Senior industry figures today joined Labour MPs in lambasting the government’s recent performance on green growth
At a roundtable meeting on the fringe of the Labour conference in Brighton, attendees complained that low take-up of the Green Deal combined with the delay in updating Part L and the plan to phase out the Code for Sustainable Homes was undermining vital industry confidence in the low-carbon agenda.
The meeting is the second of three at all the main party conferences organised by the UK Green Building Council in partnership with Building and Ecobuild.
Steven Heath, external affairs director at insulation giant Knauf, said the firm was becoming “increasingly despairing of the approach and rhetoric” coming from government adding that it was now looking to Germany rather than the UK due to clearer and more ambitious targets there on domestic retrofit.
Heath added there was a real need for a “simple nudge” to be added to the Green Deal in order to incentivise it and said stamp duty measures plus lowering interest rates could be a solution.

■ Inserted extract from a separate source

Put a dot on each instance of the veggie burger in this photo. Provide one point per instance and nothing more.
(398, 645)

Gerry O’Donnell, head of corporate strategy and government affairs at Philips Lighting, spoke of his “enormous frustration” that low energy lighting is not part of the Green Deal and contrasted Westminster’s approach with that of Holyrood, which is replacing all street lighting bulbs in Scotland with LEDs in just one year.

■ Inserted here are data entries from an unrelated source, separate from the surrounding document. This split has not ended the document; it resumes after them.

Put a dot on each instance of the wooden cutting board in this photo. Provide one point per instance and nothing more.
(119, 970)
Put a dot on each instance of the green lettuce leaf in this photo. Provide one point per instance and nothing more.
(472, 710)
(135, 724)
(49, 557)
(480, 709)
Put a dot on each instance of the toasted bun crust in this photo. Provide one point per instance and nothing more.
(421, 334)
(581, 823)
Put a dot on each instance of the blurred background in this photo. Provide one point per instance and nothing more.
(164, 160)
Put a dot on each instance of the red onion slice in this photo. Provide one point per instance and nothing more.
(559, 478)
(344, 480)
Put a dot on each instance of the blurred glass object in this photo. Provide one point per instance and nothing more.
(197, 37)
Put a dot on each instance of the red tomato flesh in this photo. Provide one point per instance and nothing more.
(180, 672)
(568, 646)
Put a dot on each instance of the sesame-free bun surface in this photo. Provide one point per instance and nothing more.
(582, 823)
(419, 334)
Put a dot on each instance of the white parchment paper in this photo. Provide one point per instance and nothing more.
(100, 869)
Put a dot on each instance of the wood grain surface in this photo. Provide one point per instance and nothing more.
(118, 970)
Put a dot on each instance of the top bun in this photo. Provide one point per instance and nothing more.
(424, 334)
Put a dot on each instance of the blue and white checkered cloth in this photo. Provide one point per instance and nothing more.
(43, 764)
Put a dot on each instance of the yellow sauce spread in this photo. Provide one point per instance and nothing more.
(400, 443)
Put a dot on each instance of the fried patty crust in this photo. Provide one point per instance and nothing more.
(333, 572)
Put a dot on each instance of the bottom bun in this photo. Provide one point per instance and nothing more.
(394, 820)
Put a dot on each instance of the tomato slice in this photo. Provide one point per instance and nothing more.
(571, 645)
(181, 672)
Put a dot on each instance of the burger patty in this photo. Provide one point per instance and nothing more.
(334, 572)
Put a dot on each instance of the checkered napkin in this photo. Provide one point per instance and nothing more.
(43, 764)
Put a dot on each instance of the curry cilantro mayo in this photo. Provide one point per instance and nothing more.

Meanwhile, Martin Townsend, director of BREEAM at the BRE said the government’s decision on the code could see the UK lose its green “exemplar” status in Europe.

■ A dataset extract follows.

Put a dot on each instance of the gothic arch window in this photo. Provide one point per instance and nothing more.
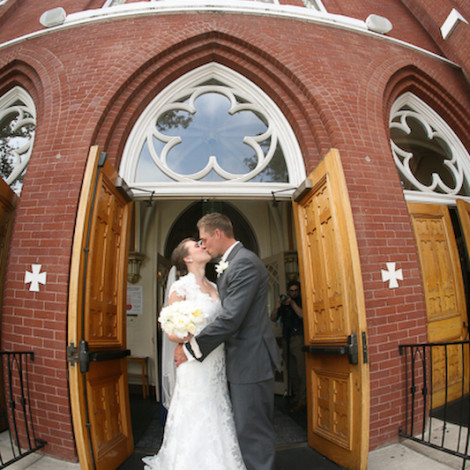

He said: “The code, in essence, is a form of best practice which gives certainty and confidence to the market.”
Labour MP Alan Whitehead said the Green Deal - which has produced just 12 completed Green Deals so far - is going “seriously awry” and said Labour would have to decide whether to stick with the scheme if it wins power, despite backing it in principle.
Subsequent to the roundtable, it emerged that Labour is planning to scrap the Green Deal if elected to government and replace it with a “better” scheme.
Fellow MP and former construction minister Nick Raynsford said he did not doubt the commitment of the Department of Energy and Climate Change to ambitious green policy but said chancellor George Osborne and the Treasury were “hostile”.
“Looking forward to a possible Labour government, I think the good news is that the potential prime minister [Ed Miliband]is genuinely committed…but do not underestimate the views of wonks in the Treasury,” he said.
Raynsford added that the government’s decision not to update Part L in 2013 as had been planned had sent a “terrible message” to industry and suggested a Labour Government might split the Green Deal into different models for different markets such as affordable housing and the owner occupied sector.